Ginesi worked many hours at the theater lighting special events and now he’s working there full time.
Longtime Sebastiani manager Roger Rhoten has relinquished his day-to-day responsibilities to Ginesi but will remain a familiar face at the theater as its executive director. He will be working with the board of directors on fundraising and theater improvement projects. He will also have time for long-put-off performances like “Rhoten’s Magical Medicine Show,” which he’s putting on at the theater April 28 and 29.
“I’ve known Tony since he was a youngster – he’s a natural,” said Rhoten. “He’s good with people, he has all the necessary skills with lighting and sound. I’m happy to have him and I feel very confident.”
Ginesi, 36, had been working for his father’s special events company Illusions Lighting Designs since 2002. He also co-founded the nonprofit theatre company Narrow Way Stage Company with his brother Chris Ginesi and friend Nick Christianson, producing plays throughout the county for 10 years. He continues on as the technical director of the local performing arts group Cirque de Boheme.
Ginesi is the son of Larry and Claire Ginesi. The family moved to Sonoma from San Francisco when he was in sixth grade. He went to St. Francis Solano School and Justin-Siena High School and then studied film editing and cinematography at the Academy of Art in San Francisco.
In keeping with a life that has been all about movies and plays, Ginesi met his wife Tricia Meyer when she was working at the Disney Store in 2000. They married in 2008 and have two daughters Mia, 8, and Gemma, 2. Tricia is a registered nurse and works at Kaiser in San Rafael. His mother is also and registered nurse.

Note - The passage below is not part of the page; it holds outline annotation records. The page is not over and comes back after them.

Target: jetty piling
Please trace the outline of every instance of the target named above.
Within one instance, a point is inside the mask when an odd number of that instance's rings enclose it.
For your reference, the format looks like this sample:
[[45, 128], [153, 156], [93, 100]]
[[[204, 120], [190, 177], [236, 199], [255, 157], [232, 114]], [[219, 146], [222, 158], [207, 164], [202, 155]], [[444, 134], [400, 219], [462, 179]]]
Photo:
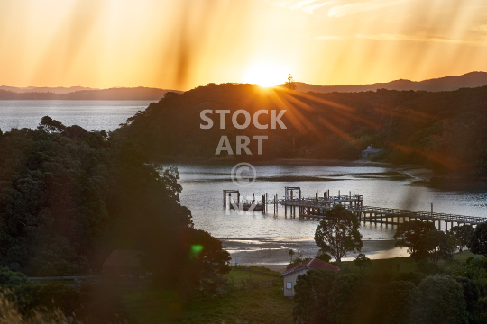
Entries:
[[[297, 194], [295, 194], [295, 193]], [[237, 196], [236, 203], [232, 203], [232, 194]], [[433, 203], [431, 203], [430, 212], [408, 211], [393, 208], [382, 208], [374, 206], [363, 206], [363, 196], [360, 194], [352, 194], [349, 191], [348, 195], [341, 195], [338, 191], [337, 196], [330, 195], [329, 189], [323, 193], [323, 197], [318, 195], [317, 190], [315, 196], [307, 198], [301, 196], [300, 187], [285, 187], [284, 199], [279, 199], [278, 194], [274, 194], [272, 201], [269, 200], [269, 195], [266, 193], [261, 196], [261, 201], [255, 200], [255, 194], [252, 196], [252, 203], [249, 201], [244, 202], [241, 200], [240, 192], [238, 190], [224, 190], [223, 192], [223, 206], [225, 209], [239, 209], [244, 211], [268, 212], [267, 205], [271, 203], [274, 207], [274, 216], [278, 215], [279, 204], [284, 207], [284, 217], [288, 217], [288, 208], [289, 209], [289, 216], [296, 218], [296, 210], [298, 209], [298, 217], [303, 220], [319, 220], [325, 217], [325, 212], [333, 208], [336, 204], [341, 204], [350, 212], [357, 215], [360, 221], [377, 224], [385, 224], [388, 227], [390, 224], [394, 226], [400, 223], [411, 220], [431, 221], [437, 229], [442, 230], [442, 222], [445, 223], [445, 230], [448, 230], [448, 223], [450, 228], [456, 225], [478, 225], [487, 221], [487, 218], [463, 216], [446, 214], [433, 212]], [[252, 208], [253, 206], [253, 208]], [[235, 208], [236, 207], [236, 208]]]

Ginesi has “never wanted to be on stage” and thrives behind the scenes. Even when he was a kid and was involved in Witchie Poo, the annual Halloween show at the Sebastiani, he worked on lighting and sound, never performing. He also did lighting for Broadway Bound Kids when he was young. When he was in Justin-Siena’s theater program, he was always part of the productions but never acted.

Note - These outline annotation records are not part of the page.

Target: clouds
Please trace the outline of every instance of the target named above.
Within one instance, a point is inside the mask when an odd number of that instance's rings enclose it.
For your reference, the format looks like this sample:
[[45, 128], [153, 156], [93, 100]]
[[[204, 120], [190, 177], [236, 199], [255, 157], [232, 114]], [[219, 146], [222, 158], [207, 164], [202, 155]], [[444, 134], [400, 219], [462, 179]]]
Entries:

He has been “inspired by” Rhoten since he was a kid, and even learned magic tricks from Rhoten, a longtime magician. Ginesi considers Rhoten a mentor and a friend and looks forward to working with him in his new career.

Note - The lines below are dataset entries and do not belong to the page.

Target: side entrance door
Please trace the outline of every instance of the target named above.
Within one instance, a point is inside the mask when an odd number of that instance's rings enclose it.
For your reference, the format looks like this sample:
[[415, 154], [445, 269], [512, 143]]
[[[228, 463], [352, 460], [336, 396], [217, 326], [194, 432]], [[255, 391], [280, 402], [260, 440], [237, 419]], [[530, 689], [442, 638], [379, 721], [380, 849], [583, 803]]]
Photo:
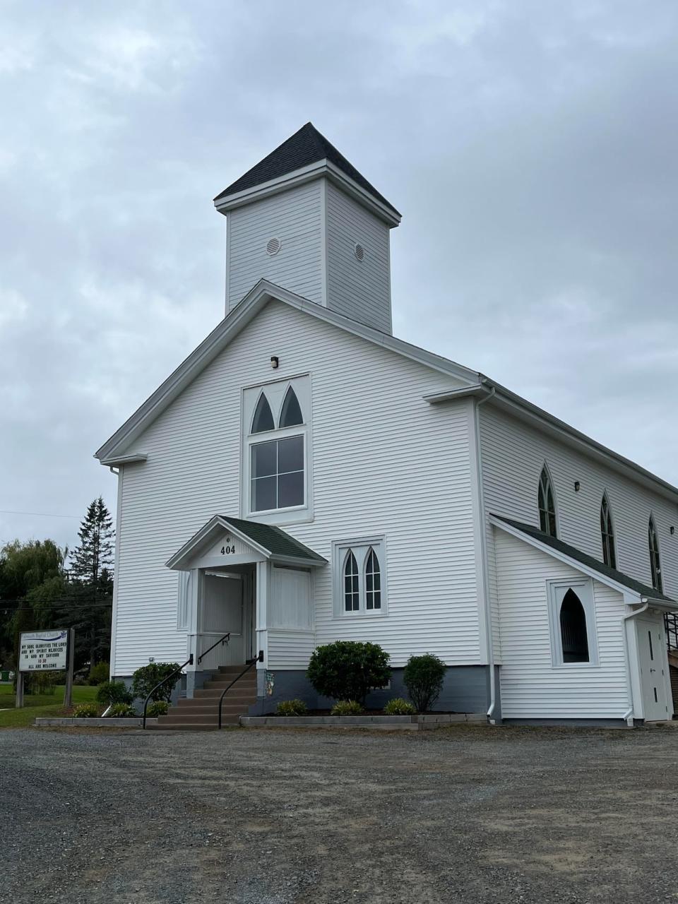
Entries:
[[643, 689], [643, 709], [645, 721], [660, 721], [670, 719], [673, 705], [669, 709], [666, 691], [668, 660], [666, 658], [666, 640], [661, 619], [638, 618], [638, 662], [640, 682]]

Ginesi will be booking all of the movies and live shows and you will see him selling tickets at the door. “We want to keep the hometown vibe going,” he said. “We have a very loyal and dedicated crowd.” There are plans under way to improve the theater, including adding dressing rooms to make it more suitable for live performances, which are more profitable than movies. They also hope to sell wine and beer in the near future.
Ginesi wants the theater to be a center of the community, with a focus on helping kids. “We want to get the kids up on stage. It’s a good skill to have to not be afraid to get in front of a crowd,” said Ginesi.